I was not talking about creativity but skill development. Practice is necessary, but for optimal practice (best results in the shortest amount of time) you need to have a clear goal, receive expert feedback on your performance and, if you want the skill to transfer outside of the specific context of the drill, you need to progressively alter/add variables and increase the difficulty. Rote repetition lacks those elements so the learning process is much less effective. Just take a look at all the martial artists that only do drills/kata and never spar and you will see that their skills tend to transfer poorly.
Yes you’re probably right…

Iaido is very traditional and these new methods of teaching have yet to filter through, perhaps.

Ah yes, that’s something I read about in the excellent ‘Koryu Bujutsu’ edited by Diane Skoss (p.26)

Like everything, the middle way is usually best.
I mean, it depends on your goals. I'm not familiar enough with iaido and the way you test skill (beyond observation and one's faithful reproduction of an ideal form). Some people practice martial arts more as a way to train the body and spirit by "forcing" themselves into specific positions or movements, and in that case I can see the value of rote repetition. In the example below, the point is not really to swing the bell:

 
Just take a look at all the martial artists that only do drills/kata and never spar and you will see that their skills tend to transfer poorly.
100% agreed, then maybe I overinterpreted your post. One can even call this "tweaking" beyond specific drills a pressure testing in that the method ir robust, say if the angle is 2% off, does it still work, or does it work on spherical cows?
 
I love the concept of returning to our roots, whatever they may be. I would suggest that it can be difficult, though, if who we were back then, and what our goals were, have significantly changed.

When I was a white belt I wanted to be good at whatever the instructor said was the course of instruction. I have moved a lot over they years, and thus changed schools and styles when options were limited. Each time, though, I wanted to excel in whatever the instructor said was important.

Then I read Miller's "Meditations on Violence" and it totally changed my thought processes and martial goals. Now I mostly focus on Wing Chun's foundational form because it teaches the principles of successful self-defense in the "up close and personal range". Since I am focused on self-defense, I need to deal with opponents "arms reach and closer" and the operant conditioning that will let me respond without conscious interpretation of the opponent's actions. Most of my previous training hasn't covered that; I'm terrible at it.

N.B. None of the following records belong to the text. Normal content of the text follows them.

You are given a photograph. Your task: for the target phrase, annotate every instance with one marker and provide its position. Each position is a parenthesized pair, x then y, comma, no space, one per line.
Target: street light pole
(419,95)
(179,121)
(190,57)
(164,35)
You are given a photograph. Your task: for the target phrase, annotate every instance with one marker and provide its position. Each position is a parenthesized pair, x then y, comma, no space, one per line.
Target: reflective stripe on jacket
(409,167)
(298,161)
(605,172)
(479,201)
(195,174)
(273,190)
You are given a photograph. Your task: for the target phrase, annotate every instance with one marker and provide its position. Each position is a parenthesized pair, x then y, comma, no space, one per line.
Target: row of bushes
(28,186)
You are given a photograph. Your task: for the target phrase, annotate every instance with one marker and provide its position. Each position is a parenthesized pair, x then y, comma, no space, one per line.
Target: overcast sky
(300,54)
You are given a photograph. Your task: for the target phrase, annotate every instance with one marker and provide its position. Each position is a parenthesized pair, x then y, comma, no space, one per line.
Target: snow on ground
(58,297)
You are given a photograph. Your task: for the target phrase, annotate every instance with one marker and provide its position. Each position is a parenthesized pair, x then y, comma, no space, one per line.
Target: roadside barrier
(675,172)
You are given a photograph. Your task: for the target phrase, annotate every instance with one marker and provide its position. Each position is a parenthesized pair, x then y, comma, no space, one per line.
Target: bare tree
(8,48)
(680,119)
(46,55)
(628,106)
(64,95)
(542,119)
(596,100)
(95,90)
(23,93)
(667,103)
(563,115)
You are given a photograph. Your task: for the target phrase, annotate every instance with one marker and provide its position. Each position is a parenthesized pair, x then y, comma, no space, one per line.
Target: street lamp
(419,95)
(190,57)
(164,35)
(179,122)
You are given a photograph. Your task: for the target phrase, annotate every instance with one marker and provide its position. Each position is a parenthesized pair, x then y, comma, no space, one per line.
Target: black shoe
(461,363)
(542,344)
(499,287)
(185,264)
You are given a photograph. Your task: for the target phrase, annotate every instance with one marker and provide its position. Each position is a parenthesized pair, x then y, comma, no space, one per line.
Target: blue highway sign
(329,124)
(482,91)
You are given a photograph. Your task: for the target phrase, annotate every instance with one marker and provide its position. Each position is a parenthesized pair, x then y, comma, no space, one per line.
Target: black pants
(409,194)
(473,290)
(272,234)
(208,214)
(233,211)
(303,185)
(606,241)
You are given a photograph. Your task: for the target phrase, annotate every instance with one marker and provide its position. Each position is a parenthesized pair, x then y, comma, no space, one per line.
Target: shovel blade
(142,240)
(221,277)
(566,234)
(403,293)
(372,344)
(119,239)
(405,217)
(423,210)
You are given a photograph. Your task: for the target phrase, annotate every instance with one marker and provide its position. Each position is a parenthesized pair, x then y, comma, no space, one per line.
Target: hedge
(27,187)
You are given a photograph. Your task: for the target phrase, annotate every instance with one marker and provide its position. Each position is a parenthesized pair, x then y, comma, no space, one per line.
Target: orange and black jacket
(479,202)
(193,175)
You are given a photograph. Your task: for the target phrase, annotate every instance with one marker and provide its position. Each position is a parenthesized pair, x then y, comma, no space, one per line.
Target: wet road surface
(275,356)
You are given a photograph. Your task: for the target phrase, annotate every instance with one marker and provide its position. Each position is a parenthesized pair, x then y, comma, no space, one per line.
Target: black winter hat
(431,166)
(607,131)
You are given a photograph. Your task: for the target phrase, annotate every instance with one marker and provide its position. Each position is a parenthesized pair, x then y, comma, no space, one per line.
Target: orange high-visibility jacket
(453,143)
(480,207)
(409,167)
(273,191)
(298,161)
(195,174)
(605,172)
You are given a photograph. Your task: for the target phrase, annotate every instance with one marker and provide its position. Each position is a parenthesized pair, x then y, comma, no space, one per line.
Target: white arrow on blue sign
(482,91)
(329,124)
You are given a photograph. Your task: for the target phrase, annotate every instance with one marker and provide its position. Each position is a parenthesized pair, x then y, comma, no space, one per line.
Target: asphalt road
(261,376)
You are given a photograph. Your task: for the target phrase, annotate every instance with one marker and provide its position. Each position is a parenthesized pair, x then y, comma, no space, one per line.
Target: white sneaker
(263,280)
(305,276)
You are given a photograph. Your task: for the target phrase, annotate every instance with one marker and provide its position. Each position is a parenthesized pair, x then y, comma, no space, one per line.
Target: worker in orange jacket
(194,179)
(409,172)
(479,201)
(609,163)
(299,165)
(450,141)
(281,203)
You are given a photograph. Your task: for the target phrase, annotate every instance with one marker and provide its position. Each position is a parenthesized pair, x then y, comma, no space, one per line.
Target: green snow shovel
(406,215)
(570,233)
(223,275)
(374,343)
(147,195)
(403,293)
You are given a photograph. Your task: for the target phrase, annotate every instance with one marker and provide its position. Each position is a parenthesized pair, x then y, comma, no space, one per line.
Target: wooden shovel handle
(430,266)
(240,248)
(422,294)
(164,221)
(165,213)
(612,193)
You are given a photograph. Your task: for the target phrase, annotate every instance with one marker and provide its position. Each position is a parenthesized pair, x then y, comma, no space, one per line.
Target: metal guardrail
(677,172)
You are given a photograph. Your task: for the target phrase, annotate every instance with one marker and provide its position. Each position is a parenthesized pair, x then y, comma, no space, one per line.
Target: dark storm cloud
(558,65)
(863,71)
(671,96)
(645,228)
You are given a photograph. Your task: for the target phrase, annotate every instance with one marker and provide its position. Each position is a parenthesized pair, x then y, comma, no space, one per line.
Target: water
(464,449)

To learn this well isn't practicing a pattern hundreds our thousands of times. That provides some conditioning, but without the play of interaction the learning is not deep. You can learn to do a form perfectly, but perfect forms do not translate directly to self-defense. I would suggest it translates very little, since how your palm faces or how your front toe lines up to your rear heel will be impossible to think about while defending yourself on uneven or everyday ground.

If kata is your goal, then repetition enlightened by experiential wisdom will make you awesome. If self-defense is your goal, 20% kata and 80% practice with lots of environmental variables and different training partners will be a better use of your training time.